浴衣(金環蝕)



 だだだだだ、と駆けてきたかと思うと、まだ年端もいかない童女は頬を紅潮させてラヴィの前に膝を突いて身を伏せた。
「しょうぐん! おかえりなさいませ!」
「うん。ただいまヤヨイ」
 名前を呼ばれた童女はぱっと顔を上げて気恥ずかしそうに笑った。前回里に立ち寄ってから一年強が経っている。この年頃の子の成長は早い。背もまた伸びたようだ。
「元気だったか?」
 ラヴィは尋ねた。はい、と童女は首を縦に振って――やけにもじもじとしている。何かの話を切り出そうとしていることは明白だった。
「ヤヨイ?」
「しょ、しょうぐん! おねがいがあるのです!」
「ん? 悪いけどまだ一緒には連れていけないぞ?」
「わ、わかっております。そうではなくて、あの、その……さいすんさせてください!!」
 そう言って童女はどこからともなく巻尺を取り出した。突然のことに面食らっていると、ヤヨイは緊張に頬を上気させたまま言った。

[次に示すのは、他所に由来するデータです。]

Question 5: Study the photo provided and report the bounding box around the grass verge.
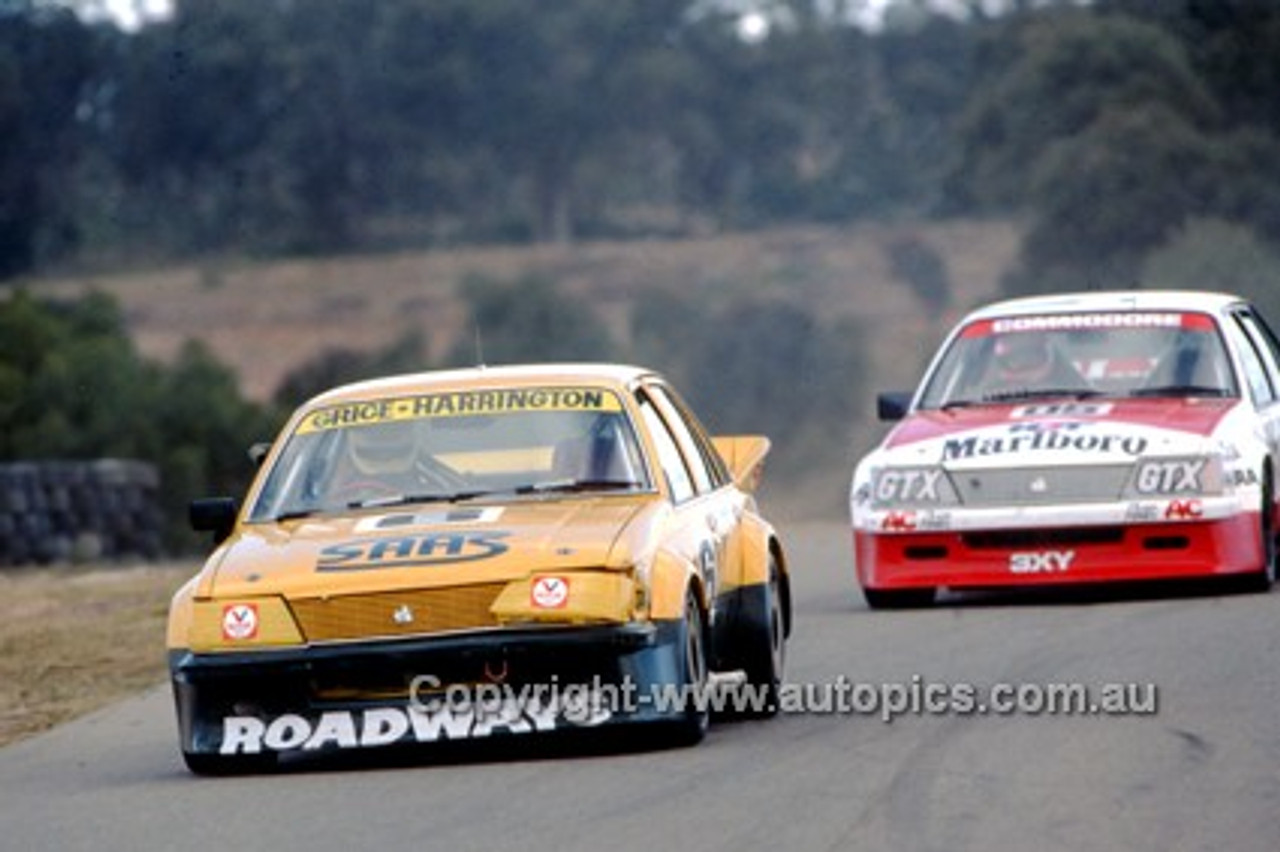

「ヤヨイは、しょうぐんのおゆかたをぬいたいのです……!!」





「な、なんでまだ着ていらっしゃるんですか……?」
「え? まだって……いま風呂上りに着替えたばっかだけど」
 肩に手ぬぐいを引っ掛けてほかほか湯気をまとう将軍がきょとんと瞬く。ヤヨイは、違います、と低く呻いた。
「そういう意味じゃなくて……! それ、私がちっさいころに縫った浴衣じゃないですか! なぜまだ持っていらっしゃるんですか! 脱いでください! 焼却処分しますから!」
「ちょ、ひっぱんな! まだ着るよだって悪くもなってないのに。着心地いいし、変なとこひとつもないぞ?」
「そんな風に持ち上げてくださらなくても結構ですから今すぐ脱いでくださいやだもう! ひどい将軍!」
「いや……俺、褒められてもいいとこだよな? この場合な……?」
 将軍は一向に脱ぐ気配を見せない。ヤヨイは部屋の隅で頭を抱えて丸くなった。
 里の女は幼い頃から家事全般を叩き込まれて育つ。特に針仕事は重要視されていた。布地に術式を組み込む仕事が頻繁にあるためだ。
 将軍が湯上りに来ている浴衣はヤヨイが初めて縫い上げたものだった。どうしてそんなものを他人にあげようなどと思ったのか。過去の自分はそこに正座してほしい今すぐ説教である。
「ほ……本当にやめてください。縫い目もほんと……がたがたで……ひどいんですから……」
「そうか? 上手に作るよなって皆褒めてたぞ」
「……誰に見せたんですか?」
「え? だれって……皆?」
 国の、という将軍の返答に、ヤヨイは眩暈を起こした。
「見せないでくださいなんでそんなことするんですか!!!」
「こんないいもんもらったら自慢したくなるだろ?」
「いやああああああやめてくださいひどい将軍ひどい!!!! 今すぐ脱いで! 本当に脱いでください!」
「え? 今すぐ? 本当に? 脱いでいいの?」
「あっ、待ってください私が部屋を出てから脱いでくだ……やぁもうなんですぐ脱ぐんですかっ!!」
 とりあえず急いで退室し、将軍が服を着替えるまで待つ。
 戻ると、浴衣は消えていた。
「……どこにしまったんですか……?」
「国の俺の部屋。送り返した。焼却されるのヤダし」
「……捨ててください……ほんとうに……あたらしいの縫いますから……」
 数日後、ヤヨイは一着浴衣を縫い上げて彼に献上した。
 が、古い浴衣はとうとう最後までヤヨイの手元に戻ってこなかった。